Abbreviations: CLSM, confocal laser scanning microscopy; NLC, nanostructured lipid carriers; OA-NLC, oleic acid within nanostructured lipid carriers.

Figure 8 TEM images of NLC interaction with albumin.

Notes: OA-NLC was co-incubated with or without BSA (5%), subsequently applied to a 200-mesh copper grid coated with formvar/carbon film.
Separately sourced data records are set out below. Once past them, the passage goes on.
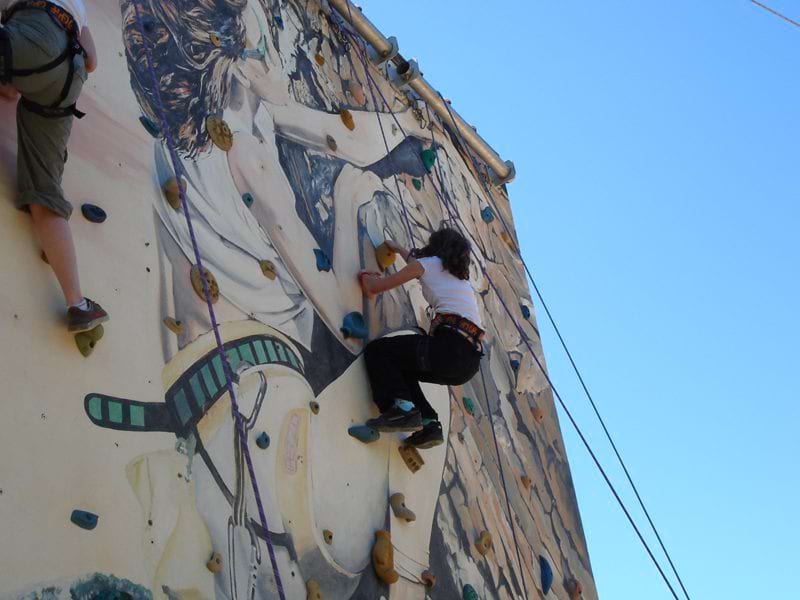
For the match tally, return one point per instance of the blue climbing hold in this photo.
(93, 213)
(323, 262)
(84, 519)
(354, 326)
(364, 434)
(262, 441)
(150, 126)
(547, 574)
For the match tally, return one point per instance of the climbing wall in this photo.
(121, 475)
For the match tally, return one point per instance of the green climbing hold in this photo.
(364, 434)
(428, 158)
(87, 340)
(469, 405)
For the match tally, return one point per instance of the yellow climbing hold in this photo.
(214, 564)
(268, 269)
(220, 133)
(383, 558)
(87, 340)
(385, 256)
(171, 192)
(312, 590)
(347, 119)
(484, 543)
(173, 325)
(211, 282)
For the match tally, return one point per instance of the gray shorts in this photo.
(42, 141)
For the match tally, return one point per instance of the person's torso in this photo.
(447, 293)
The sample was then stained with 1% phosphotungstic acid and observed under TEM. The diameter of the NLC-albumin complex with a protein corona (arrow) is larger than that of the NLC without a protein corona (Figure 1).
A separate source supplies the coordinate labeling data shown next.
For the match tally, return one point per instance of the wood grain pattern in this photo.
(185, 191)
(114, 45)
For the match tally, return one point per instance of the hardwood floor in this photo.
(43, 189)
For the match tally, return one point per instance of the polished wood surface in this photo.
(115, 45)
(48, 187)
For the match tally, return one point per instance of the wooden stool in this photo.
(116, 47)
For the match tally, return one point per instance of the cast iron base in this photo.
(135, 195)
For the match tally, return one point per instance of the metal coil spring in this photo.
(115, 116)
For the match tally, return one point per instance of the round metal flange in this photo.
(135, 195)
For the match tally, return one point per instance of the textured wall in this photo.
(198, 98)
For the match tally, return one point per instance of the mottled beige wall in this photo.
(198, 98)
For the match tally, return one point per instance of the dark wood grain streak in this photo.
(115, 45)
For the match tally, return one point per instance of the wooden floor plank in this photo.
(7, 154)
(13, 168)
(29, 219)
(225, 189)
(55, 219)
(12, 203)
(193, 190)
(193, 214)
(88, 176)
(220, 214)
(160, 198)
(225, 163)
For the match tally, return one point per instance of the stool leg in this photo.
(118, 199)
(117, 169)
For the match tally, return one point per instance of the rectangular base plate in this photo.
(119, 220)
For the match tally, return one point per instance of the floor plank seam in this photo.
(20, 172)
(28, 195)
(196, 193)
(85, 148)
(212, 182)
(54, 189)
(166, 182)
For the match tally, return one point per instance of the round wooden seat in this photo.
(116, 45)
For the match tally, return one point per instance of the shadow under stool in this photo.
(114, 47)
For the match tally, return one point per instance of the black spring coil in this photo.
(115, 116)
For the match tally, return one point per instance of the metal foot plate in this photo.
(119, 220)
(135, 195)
Abbreviations: NLC, nanostructured lipid carriers; OA-NLC, oleic acid within nanostructured lipid carriers; BSA, bovine serum albumin; TEM, transmission electron microscopy.

Figure 9 Effects of OA and OA-NLC on LTB4-induced skin inflammation.
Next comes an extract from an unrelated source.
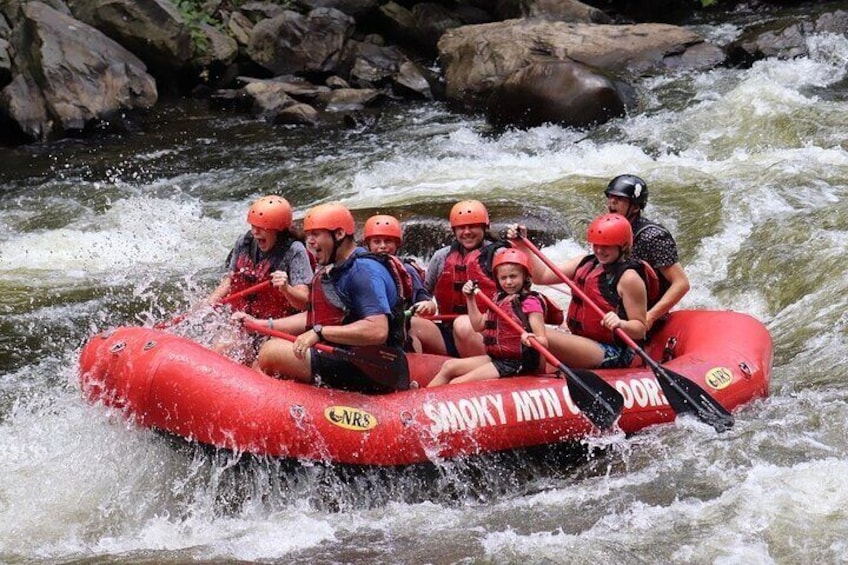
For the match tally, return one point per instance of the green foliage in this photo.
(194, 15)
Notes: OA or OA-NLC were applied topically to ear of the mice, followed by the topical application of LTB4 (0.5 μg/mL, in ethanol). Skin inflammation was characterized by epidermal neutrophil infiltration, which was alleviated by OA and OA-NLC. Representative histology images from six independent experiments are shown. Magnification, 400×; inset, 800×, Scale bar represent 50 μm; 25 μm (A) sham-operated mice. (B) Mice with LTB4-induced skin inflammation. (C) Mice with LTB4-induced skin inflammation pretreated with OA. (D) Mice with LTB4-induced skin inflammation pretreated with OA-NLC. (E) Administration of OA and OA-NLC suppress MPO activity, which had a significantly increased in inflamed skin induced with LTB4. Data are expressed as the mean ± standard error of the mean, n=6, **P<0.01, ***P<0.001, as compared to the control assay.

Table S1 Effects of unsaturated fatty acids on superoxide generation and elastase release

	Superoxide generation	Elastase release
	IC50 (μg/ml)
OA	0.72±0.07	0.32±0.04
LA	0.84±0.06	1.04±0.39
αLA	1.63±0.22	1.61±0.09

Notes: OA, C18:1, n-9; LA, C18:2, n-6; αLA, C18:3, n-3. Data are expressed as mean ± standard error of the mean.

Abbreviations: IC₅₀, half maximal inhibitory concentration; OA, oleic acid; LA, linoleic acid; αLA, α-linolenic acid.